Hier staan enkele elementen, er zullen er waarschijnlijk veel meer zijn, die allen pleiten tegen het advies van de Commissie de Vries. Moeten we niet eens realistisch de situatie onder ogen durven zien. Als we een goede gezondheidszorg willen behouden, dan zullen de kosten daarvoor de eerstvolgende jaren steeds een steeds grotere plaats in de begroting gaan innemen (o.a. door vergrijzing van de bevolking). Maar dit is een gegeven dat de opeenvolgende regeringen reeds tientallen jaren hebben zien aankomen. Men heeft dit probleem steeds onderkend, maar er niets meegedaan (vb. een extra reserve in de begroting hiervoor op te bouwen). De enige oplossing is nu dat men een relocatie van middelen moet durven doorvoeren tussen de verschillende departementen.
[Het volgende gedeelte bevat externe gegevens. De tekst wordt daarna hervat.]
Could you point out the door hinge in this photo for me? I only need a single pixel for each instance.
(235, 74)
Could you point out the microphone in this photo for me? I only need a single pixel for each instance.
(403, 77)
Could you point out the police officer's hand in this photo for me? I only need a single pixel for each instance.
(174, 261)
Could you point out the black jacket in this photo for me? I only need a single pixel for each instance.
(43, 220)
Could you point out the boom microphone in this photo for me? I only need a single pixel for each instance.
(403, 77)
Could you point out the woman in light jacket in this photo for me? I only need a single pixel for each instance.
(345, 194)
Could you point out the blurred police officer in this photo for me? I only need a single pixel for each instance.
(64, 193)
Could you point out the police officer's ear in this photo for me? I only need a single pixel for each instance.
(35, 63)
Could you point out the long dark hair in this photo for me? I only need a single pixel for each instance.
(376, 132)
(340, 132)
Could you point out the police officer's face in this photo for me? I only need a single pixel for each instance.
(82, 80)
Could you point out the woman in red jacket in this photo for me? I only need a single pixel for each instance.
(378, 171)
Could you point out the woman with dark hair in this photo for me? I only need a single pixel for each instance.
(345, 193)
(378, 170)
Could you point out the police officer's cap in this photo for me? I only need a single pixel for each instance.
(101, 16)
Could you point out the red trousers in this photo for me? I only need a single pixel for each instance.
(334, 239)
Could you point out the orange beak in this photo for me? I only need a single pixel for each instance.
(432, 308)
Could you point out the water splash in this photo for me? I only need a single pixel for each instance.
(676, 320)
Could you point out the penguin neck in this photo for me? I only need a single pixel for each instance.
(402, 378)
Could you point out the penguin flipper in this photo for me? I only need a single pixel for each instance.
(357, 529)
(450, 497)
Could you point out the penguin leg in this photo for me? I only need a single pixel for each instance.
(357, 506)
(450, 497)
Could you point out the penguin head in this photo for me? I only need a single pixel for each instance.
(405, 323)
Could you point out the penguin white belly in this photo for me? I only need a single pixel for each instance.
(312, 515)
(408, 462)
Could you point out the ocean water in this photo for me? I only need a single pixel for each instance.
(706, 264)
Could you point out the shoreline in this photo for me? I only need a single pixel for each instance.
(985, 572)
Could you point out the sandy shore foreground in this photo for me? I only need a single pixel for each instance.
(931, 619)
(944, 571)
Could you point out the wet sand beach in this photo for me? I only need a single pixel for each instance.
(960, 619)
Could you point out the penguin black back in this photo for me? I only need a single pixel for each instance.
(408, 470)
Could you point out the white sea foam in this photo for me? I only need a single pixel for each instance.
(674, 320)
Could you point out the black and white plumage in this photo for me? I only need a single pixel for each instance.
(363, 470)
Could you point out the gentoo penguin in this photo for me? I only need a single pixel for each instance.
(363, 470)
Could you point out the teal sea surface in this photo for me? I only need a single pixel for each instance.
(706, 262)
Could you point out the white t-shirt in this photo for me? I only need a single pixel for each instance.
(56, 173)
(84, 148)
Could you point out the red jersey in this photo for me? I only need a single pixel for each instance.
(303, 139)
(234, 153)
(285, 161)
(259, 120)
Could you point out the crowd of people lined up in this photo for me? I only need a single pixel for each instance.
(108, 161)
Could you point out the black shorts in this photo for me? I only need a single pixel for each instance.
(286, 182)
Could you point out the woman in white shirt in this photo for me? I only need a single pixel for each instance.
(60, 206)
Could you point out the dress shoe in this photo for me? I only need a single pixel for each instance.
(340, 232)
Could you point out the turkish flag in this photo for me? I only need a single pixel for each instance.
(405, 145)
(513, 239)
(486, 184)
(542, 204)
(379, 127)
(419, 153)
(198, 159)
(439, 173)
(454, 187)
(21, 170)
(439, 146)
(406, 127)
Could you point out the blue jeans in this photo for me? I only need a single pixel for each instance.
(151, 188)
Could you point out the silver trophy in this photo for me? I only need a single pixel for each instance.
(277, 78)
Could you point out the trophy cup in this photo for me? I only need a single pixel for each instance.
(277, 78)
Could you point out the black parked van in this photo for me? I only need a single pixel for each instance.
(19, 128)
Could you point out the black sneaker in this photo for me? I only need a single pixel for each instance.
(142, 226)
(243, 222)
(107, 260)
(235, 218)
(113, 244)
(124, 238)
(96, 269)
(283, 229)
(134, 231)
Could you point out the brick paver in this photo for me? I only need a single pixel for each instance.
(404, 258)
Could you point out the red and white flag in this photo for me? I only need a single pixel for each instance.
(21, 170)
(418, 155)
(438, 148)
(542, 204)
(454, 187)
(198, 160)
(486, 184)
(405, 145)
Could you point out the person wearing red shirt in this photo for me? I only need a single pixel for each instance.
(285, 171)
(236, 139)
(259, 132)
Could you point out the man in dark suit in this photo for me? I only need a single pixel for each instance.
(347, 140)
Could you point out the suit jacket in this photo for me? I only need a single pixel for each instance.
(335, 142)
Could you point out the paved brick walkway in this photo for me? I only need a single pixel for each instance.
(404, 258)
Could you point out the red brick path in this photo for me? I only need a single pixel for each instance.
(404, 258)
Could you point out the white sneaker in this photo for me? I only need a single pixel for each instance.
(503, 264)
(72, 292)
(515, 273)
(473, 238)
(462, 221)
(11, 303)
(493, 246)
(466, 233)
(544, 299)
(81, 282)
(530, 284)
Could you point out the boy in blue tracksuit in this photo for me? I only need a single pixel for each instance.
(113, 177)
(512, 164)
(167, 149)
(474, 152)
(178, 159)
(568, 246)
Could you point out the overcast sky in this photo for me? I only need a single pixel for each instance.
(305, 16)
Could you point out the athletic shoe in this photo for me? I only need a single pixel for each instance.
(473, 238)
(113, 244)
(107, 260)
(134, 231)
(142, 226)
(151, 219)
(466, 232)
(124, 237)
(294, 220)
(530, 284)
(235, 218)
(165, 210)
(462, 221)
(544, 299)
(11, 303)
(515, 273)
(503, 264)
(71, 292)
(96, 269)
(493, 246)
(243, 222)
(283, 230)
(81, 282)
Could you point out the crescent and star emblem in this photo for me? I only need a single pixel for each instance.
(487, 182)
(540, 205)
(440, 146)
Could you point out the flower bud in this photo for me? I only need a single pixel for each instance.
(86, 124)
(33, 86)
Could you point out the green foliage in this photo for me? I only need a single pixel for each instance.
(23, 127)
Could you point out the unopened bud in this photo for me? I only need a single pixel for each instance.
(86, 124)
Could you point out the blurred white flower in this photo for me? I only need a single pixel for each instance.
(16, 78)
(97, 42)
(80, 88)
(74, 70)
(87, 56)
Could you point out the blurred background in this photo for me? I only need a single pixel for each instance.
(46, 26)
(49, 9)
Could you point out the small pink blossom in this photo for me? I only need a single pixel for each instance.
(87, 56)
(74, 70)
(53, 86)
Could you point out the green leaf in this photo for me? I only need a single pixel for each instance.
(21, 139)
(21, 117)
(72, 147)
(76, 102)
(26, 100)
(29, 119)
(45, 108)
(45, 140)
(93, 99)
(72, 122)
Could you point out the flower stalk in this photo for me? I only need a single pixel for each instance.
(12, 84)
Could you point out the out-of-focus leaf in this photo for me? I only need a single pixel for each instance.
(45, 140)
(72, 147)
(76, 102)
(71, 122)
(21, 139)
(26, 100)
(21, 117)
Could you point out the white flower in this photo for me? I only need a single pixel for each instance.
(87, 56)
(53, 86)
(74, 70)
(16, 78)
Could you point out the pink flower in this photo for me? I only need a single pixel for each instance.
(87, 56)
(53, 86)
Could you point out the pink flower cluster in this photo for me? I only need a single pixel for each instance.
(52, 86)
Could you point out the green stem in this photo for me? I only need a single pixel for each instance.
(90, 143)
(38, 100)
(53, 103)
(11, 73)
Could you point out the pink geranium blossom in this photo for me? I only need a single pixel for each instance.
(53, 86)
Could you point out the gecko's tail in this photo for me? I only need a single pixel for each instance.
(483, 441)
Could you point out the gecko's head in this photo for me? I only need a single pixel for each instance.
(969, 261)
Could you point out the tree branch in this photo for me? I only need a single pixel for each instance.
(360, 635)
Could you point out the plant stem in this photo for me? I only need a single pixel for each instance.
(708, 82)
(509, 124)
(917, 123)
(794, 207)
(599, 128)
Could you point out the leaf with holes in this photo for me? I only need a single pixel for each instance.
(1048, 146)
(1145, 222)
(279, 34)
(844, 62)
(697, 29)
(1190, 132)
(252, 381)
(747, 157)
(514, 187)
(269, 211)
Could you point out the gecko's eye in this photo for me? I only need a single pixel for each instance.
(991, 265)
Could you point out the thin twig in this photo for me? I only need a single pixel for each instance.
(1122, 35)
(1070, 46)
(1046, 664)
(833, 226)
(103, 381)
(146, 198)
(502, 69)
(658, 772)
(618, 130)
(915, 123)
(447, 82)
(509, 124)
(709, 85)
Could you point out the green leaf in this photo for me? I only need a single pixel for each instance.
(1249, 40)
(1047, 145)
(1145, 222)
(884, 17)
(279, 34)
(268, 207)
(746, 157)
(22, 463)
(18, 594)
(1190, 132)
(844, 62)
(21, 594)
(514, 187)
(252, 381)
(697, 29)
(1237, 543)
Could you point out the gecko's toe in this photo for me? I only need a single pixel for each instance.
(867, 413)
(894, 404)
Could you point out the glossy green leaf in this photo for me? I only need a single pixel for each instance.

Zeker in een tijd dat het goed gaat met de Nederlandse economie en er zelfs begrotingsoverschotten zijn, zijn er voldoende middelen om de kosten te dragen en zelfs nu nog een reserve op te bouwen voor de komende jaren. Het is zaak om nu prioriteiten te stellen. Willen we een belastingplan waar volgens alle berekeningen de modale inkomens er in concreto op achteruitgaan en slechts de bovenmodale inkomens extra profiteren of een optimale gezondheidszorg voor iedereen?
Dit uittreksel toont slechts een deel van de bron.